Copying Data Between Kernel and User Space (10%) No data copying between kernel and user space is present or it completely fails. Copying of data is error-prone, with potential security or stability risks. Data copying is functional but may have minor inefficiencies or lack some safety checks. Efficient and error-free copying of data, with safety checks and validation.
Data-level Thread Safety and Atomic Instruction Code Blocks with Locking Techniques (10%) No consideration for thread safety, leading to severe system instability. Insufficient thread safety measures, with a high risk of race conditions or deadlocks. Most operations are thread-safe, with some potential for race conditions or deadlocks. Thread safety ensured with atomic operations and appropriate use of locking mechanisms.
System Call Implementation (15%) System calls are not implemented or are completely non-functional. System calls are implemented with significant flaws or misunderstanding of requirements. System calls are mostly correct but may have minor issues with edge cases or error handling. System calls are implemented correctly with proper parameter handling and error checking.
System Call Integration with the Operating System (10%) System calls are not integrated, rendering the system calls unusable within the OS. Poor integration of system calls, causing instability or incorrect behavior in the OS. System call integration works, with some minor inconsistencies or deviations from standards. Seamless integration, with system calls functioning as expected within the OS environment.
User Space Test Program (10%) No user space test program is provided, or it fails to execute any meaningful tests. Test program is inadequate, with unclear output and failure to cover necessary scenarios. Test program covers most scenarios but may miss some edge cases or lack detailed output. Comprehensive test program covering all cases, with documentation and clear output.
Robust and Defensive Code Implementation (10%) Code is not robust, with no attempt to handle errors or edge cases. Code lacks robustness, with frequent errors or crashes under edge cases. Code is generally robust but may not handle all edge cases or lacks some defensive measures. Code is robust, handles all edge cases, and includes defensive programming practices.
Condition Variable Implementation (15%) No implementation of condition variables, or implementation causes system failure.
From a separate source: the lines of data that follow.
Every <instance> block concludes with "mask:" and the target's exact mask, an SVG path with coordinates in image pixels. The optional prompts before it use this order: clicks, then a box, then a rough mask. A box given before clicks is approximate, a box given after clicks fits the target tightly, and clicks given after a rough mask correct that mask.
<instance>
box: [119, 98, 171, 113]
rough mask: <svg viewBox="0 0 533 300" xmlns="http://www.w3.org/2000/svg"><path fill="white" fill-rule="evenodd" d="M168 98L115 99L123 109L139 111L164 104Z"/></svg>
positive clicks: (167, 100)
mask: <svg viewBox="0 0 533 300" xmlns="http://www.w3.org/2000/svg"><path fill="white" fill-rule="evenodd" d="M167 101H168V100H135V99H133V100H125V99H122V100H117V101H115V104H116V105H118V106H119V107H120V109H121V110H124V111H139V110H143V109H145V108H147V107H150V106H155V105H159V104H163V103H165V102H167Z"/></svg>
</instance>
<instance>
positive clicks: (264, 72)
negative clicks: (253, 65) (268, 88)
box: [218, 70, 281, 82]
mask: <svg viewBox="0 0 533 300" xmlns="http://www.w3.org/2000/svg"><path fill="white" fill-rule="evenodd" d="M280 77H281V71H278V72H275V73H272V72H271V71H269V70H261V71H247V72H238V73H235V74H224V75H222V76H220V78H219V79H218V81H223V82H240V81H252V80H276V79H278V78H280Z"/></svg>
Condition variables are implemented incorrectly, leading to inefficient or incorrect operations. Condition variables are used appropriately, but there may be minor inefficiencies or delays. Correct use of condition variables, with efficient handling of wait and signal operations.
Code Documentation and README (10%) Both the README and documentation are lacking. Either the README or documentation are lacking. A README and code documentation are provided. A README and code documentation are provided and appropriate.

Please refer to the Style Guide for code quality examples and guidelines.